Apreciando as questões, foi proferido o seguinte despacho:

« Quanto à revista excepcional é evidente a falta dos respectivos pressupostos, porquanto como se referiu no despacho anterior «estabelecendo o art.º 31º nº 6 do Reg. das custas , que da decisão da reclamação apenas há recurso em um grau, o recurso de revista excepcional não será admissível, porquanto a sua admissibilidade pressupõe que a revista regra não seja admitida, apenas por razões derivadas da dupla conforme (art.º 671º nº 3 do CPC).
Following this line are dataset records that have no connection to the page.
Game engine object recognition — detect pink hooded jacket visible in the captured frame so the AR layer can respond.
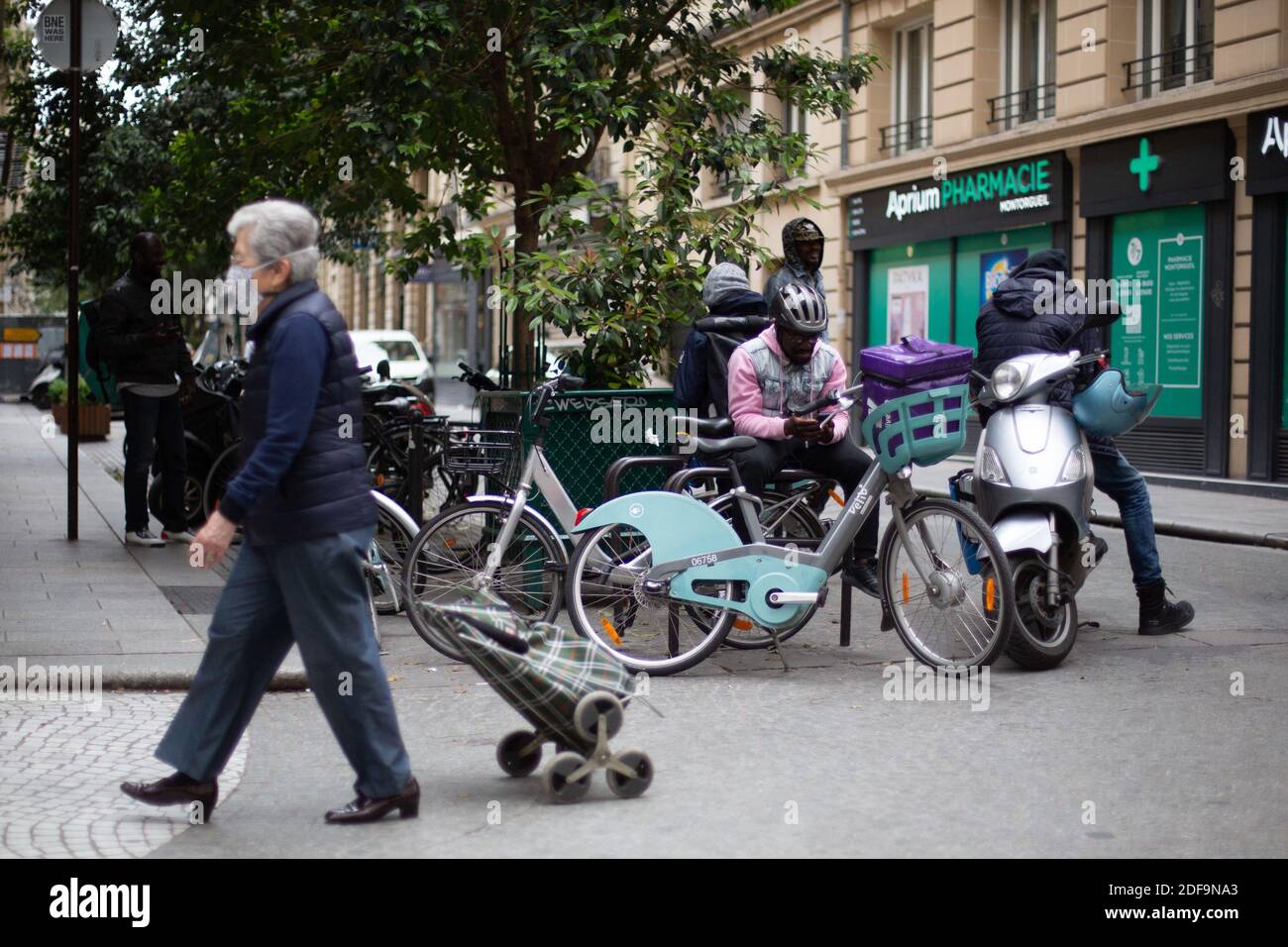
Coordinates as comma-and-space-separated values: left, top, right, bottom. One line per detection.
729, 326, 850, 443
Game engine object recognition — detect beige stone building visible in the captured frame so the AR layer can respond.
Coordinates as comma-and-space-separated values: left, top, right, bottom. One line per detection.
323, 0, 1288, 480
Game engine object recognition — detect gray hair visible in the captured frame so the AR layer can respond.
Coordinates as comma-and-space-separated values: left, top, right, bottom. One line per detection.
228, 200, 319, 286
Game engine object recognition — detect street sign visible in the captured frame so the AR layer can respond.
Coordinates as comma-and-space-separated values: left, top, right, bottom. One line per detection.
36, 0, 117, 72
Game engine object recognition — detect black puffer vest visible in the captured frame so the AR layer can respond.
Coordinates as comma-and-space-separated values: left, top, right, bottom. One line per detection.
242, 279, 376, 545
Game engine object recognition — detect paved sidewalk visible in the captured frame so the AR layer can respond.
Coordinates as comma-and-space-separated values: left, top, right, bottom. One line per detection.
0, 403, 303, 689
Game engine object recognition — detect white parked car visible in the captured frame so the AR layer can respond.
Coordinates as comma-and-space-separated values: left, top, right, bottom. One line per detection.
349, 329, 432, 384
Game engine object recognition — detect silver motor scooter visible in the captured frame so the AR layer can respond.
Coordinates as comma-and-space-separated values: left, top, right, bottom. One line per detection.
953, 310, 1118, 670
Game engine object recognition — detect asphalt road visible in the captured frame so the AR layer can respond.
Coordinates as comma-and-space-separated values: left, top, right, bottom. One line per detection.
138, 530, 1288, 858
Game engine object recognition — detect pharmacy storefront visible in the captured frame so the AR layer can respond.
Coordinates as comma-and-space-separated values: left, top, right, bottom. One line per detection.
846, 152, 1073, 446
1246, 106, 1288, 483
1079, 121, 1234, 476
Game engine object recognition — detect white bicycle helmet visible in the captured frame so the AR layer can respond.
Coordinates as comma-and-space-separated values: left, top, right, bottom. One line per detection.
769, 282, 827, 335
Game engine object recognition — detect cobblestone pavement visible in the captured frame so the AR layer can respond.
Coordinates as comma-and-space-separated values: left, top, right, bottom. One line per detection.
0, 693, 250, 858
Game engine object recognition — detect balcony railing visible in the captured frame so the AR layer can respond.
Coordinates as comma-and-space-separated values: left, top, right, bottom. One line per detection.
988, 82, 1055, 128
881, 115, 931, 155
1124, 40, 1214, 95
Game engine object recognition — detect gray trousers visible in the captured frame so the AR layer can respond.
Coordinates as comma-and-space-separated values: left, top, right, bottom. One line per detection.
156, 527, 411, 798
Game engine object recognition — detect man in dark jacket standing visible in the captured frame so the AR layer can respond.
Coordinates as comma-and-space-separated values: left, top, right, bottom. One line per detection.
97, 233, 197, 546
121, 201, 420, 822
675, 263, 769, 417
975, 250, 1194, 635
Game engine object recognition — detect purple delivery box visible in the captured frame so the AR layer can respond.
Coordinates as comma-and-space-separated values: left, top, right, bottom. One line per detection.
859, 335, 975, 443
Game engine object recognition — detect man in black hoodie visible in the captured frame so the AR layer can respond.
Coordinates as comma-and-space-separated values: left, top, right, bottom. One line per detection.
973, 250, 1194, 635
99, 233, 197, 546
675, 263, 769, 417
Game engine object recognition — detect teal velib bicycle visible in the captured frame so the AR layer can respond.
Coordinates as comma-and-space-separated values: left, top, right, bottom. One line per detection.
566, 385, 1015, 676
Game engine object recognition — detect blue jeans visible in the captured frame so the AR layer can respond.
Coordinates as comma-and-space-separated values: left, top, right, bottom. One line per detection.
1091, 445, 1163, 588
156, 527, 411, 798
121, 389, 188, 532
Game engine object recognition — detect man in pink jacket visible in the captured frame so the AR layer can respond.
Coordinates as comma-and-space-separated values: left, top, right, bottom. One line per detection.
729, 283, 881, 598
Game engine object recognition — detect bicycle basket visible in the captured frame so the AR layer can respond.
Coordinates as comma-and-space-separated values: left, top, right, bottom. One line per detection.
863, 385, 970, 474
443, 425, 519, 475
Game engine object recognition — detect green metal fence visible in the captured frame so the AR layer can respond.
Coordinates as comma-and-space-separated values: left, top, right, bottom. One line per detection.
480, 388, 677, 533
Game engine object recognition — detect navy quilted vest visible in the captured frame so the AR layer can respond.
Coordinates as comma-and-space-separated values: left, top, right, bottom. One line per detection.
242, 279, 376, 545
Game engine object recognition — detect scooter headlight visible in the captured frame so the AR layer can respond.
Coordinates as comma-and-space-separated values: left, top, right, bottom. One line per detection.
989, 362, 1029, 401
979, 445, 1012, 485
1060, 445, 1087, 483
Ora no caso a revista regra não é admitida, por razões estranhas à dupla conformidade das decisões. Assim sendo não se verificando um dos pressupostos fundamentais da admissibilidade da revista excepcional a mesma não poderá ser admitida». Assim e por esta razão não se admite o recurso de revista excepcional.

Quanto à pretendida convolação para revista regra, também não é admissível, porquanto é evidente que entre o acórdão recorrido e o acórdão fundamento não existe nem pode existir qualquer contradição pela singela razão que os fundamentos de facto e de direito de um e outro são diversos. No acórdão fundamento o agente de execução praticou actos (subsequentes à penhora) de recuperação da quantia exequenda enquanto no caso dos autos nada disso sucedeu, não tendo resultado da actividade do agente de execução a recuperação de qualquer quantia para o exequente. E é exactamente aí que reside a razão do diferente tratamento das situações, que também não são iguais e por isso justificam diferente solução. Não existe pois o fundamento excepcional para admitir a revista.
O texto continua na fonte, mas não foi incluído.